Thank you in advance.


----------



## Daryl (Jan 28, 2016)

BMI has a London office? really? That's news to me. Any particular reason you want to join BMI?


----------



## presetfreund (Jan 28, 2016)

Daryl said:


> BMI has a London office? really? That's news to me.



Here:
http://www.bmi.com/about/entry/contact_us



Daryl said:


> Any particular reason you want to join BMI?



What do you mean: why join a PRO in the first place, or why not join german PRO?


----------



## Daryl (Jan 28, 2016)

presetfreund said:


> What do you mean: why join a PRO in the first place, or why not join german PRO?


Well yes, I would have thought either GEMA or if you want to do it through London, PRS.


----------



## presetfreund (Jan 28, 2016)

Daryl said:


> Well yes, I would have thought either GEMA or if you want to do it through London, PRS.



I am not sure about GEMA at the moment for several reasons. That is why I am checking out alternatives.

Not PRS, BMI. On their website BMI asks interested people to adress their questions about joining to the nearest BMI location, thus: London in my case.


----------



## Daryl (Jan 28, 2016)

presetfreund said:


> I am not sure about GEMA at the moment for several reasons.
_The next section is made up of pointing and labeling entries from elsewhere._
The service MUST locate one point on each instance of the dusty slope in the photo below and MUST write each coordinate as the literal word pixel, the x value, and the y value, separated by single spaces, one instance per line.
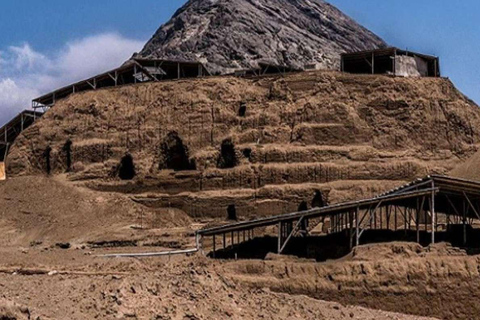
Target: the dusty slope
pixel 470 169
pixel 437 281
pixel 45 211
pixel 236 34
pixel 86 287
pixel 349 136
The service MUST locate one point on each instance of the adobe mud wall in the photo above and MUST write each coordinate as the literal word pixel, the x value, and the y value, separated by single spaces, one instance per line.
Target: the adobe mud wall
pixel 275 140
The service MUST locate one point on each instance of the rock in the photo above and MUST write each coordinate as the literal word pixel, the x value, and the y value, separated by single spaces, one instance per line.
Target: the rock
pixel 65 245
pixel 238 34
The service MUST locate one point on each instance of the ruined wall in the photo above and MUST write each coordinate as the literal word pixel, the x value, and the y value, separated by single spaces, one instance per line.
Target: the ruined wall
pixel 406 66
pixel 263 145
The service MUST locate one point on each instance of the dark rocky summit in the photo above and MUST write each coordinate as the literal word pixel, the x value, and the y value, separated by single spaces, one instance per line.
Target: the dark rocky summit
pixel 238 34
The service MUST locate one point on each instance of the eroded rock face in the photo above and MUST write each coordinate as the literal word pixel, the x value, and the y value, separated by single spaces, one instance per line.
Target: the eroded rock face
pixel 348 136
pixel 237 34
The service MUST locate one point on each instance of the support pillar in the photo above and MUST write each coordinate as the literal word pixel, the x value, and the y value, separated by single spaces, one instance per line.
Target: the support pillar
pixel 357 237
pixel 214 249
pixel 464 224
pixel 432 209
pixel 279 242
pixel 373 63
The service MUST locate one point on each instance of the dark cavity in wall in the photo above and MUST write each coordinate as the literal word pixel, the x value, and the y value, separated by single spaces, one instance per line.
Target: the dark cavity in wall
pixel 318 200
pixel 127 168
pixel 47 157
pixel 231 212
pixel 175 154
pixel 247 153
pixel 67 149
pixel 242 110
pixel 302 206
pixel 227 158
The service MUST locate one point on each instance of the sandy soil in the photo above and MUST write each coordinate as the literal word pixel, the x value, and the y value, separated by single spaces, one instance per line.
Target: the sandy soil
pixel 76 284
pixel 40 280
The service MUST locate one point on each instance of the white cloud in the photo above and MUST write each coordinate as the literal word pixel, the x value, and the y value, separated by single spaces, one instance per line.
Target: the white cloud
pixel 26 73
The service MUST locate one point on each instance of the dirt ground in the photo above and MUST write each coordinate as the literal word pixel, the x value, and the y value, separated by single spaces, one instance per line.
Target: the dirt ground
pixel 78 284
pixel 53 233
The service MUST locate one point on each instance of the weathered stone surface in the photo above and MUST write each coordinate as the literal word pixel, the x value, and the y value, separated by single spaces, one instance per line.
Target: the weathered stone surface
pixel 237 34
pixel 350 136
That is why I am checking out alternatives.
> 
> Not PRS, BMI. On their website BMI asks interested people to adress their questions about joining to the nearest BMI location, thus: London in my case.


Ah right, I see.


----------



## presetfreund (Jan 28, 2016)

That´s breathtaking---

Now if anyone else got some more helpful information to share please do not hesitate. Merci beaucoup.


----------



## RiffWraith (Jan 28, 2016)

My advice to you: call the BMI office in LA, or Nashville. I am an ASCAP member, and to that end, this type of Q would be directed to "member services". I am sure BMI has the same thing, but it might be called something different. They will be able to answer these types of Qs for you better than anyone on this forum.

Cheers.


----------



## RiffWraith (Jan 28, 2016)

Daryl said:


> BMI has a London office? really? That's news to me.



Yeah - they also have an office in Puerto Rico


----------



## presetfreund (Jan 28, 2016)

RiffWraith said:


> ... call ... "member services". I am sure BMI has the same thing... They will be able to answer these types of Qs for you better than anyone on this forum...
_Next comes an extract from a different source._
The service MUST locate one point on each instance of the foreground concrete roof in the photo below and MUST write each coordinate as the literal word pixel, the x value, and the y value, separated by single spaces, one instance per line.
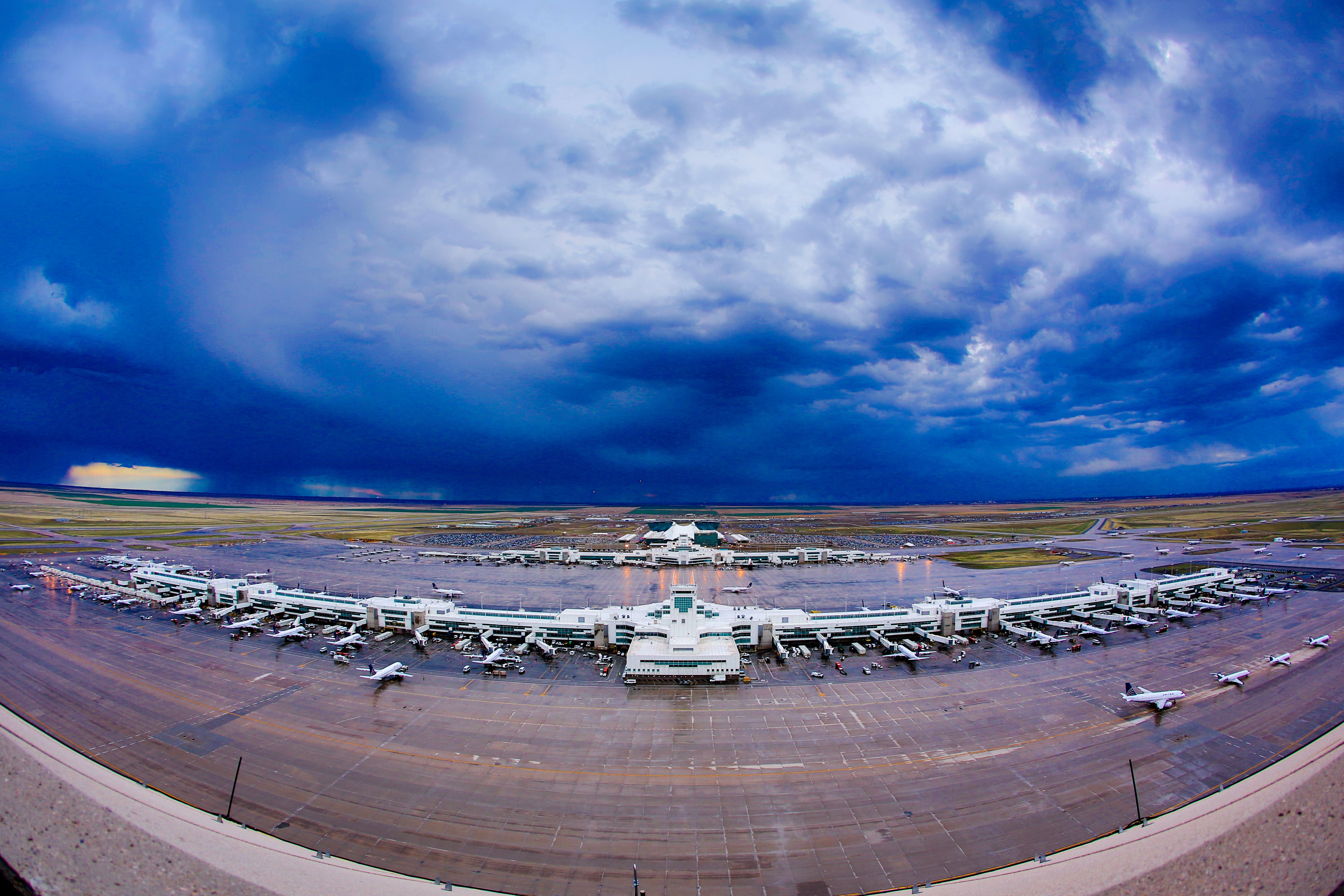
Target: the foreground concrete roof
pixel 72 825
Really? How come? I should think excluding works from BMI registration is a quite common issue among aspiring musicians.
And since the motto of vi-control forum is "Musicians helping musicians" I was quite sure that this is the best place to pose that question.


----------



## RiffWraith (Jan 29, 2016)

presetfreund said:


> Really? How come?



Because they will be able to answer these types of Qs for you better than anyone on this forum.

Cheers.


----------



## chillbot (Jan 29, 2016)

The reason they want a list of your works is so they can track them and pay you for them. If you don't want to be paid for them (or can't be) just don't include them. It's really no a big deal, you're not going to invalidate your contract. It's hard enough to make sure you get paid for all of your music, not getting paid is the easy part.


----------



## gsilbers (Jan 29, 2016)

what chillbot said.
you don't have to register them with BMI. you can register your name/aliases and that's it.
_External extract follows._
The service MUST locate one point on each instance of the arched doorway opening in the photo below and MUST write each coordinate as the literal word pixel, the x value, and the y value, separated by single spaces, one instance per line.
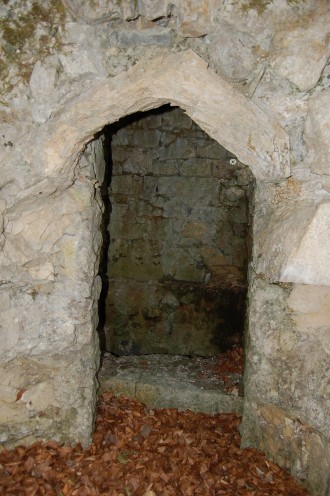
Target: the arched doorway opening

for other songs that you own writers share you don't have to register them as well if you are not the publisher.
the publisher will make sure to register them and most likely change the name of the track. they will add your name as the composer and their name as the publisher.
if you want to be your own publisher then you register in both bmi and ascap as a publisher and only in BMI as a composer. then you register any song were you own both the publishing and writers share with both pros.
if you are in EU maybe a local pro might be better. we tend to wait for a while for EU pros to provide info to USA pros and the math is as usual, voodoo.


----------



## presetfreund (Jan 29, 2016)

chillbot said:


> It's hard enough to make sure you get paid for all of your music, not getting paid is the easy part.


Thanks, that was helpful.
The thing is I do not want my PRO to track music with my name and send to the licensors of these older works (my clients) some royalty payment request. That could generate trouble in the end.



gsilbers said:


> what chillbot said.
> you don't have to register them with BMI. you can register your name/aliases and that's it.



Also thank you. Hoewever, I am completely new to all that royalty- and PRO-stuff. Honestly said, it is just driving me crazy at the moment. Fascinating.



gsilbers said:


> for other songs that you own writers share you don't have to register them as well if you are not the publisher.
> the publisher will make sure to register them and most likely change the name of the track. they will add your name as the composer and their name as the publisher.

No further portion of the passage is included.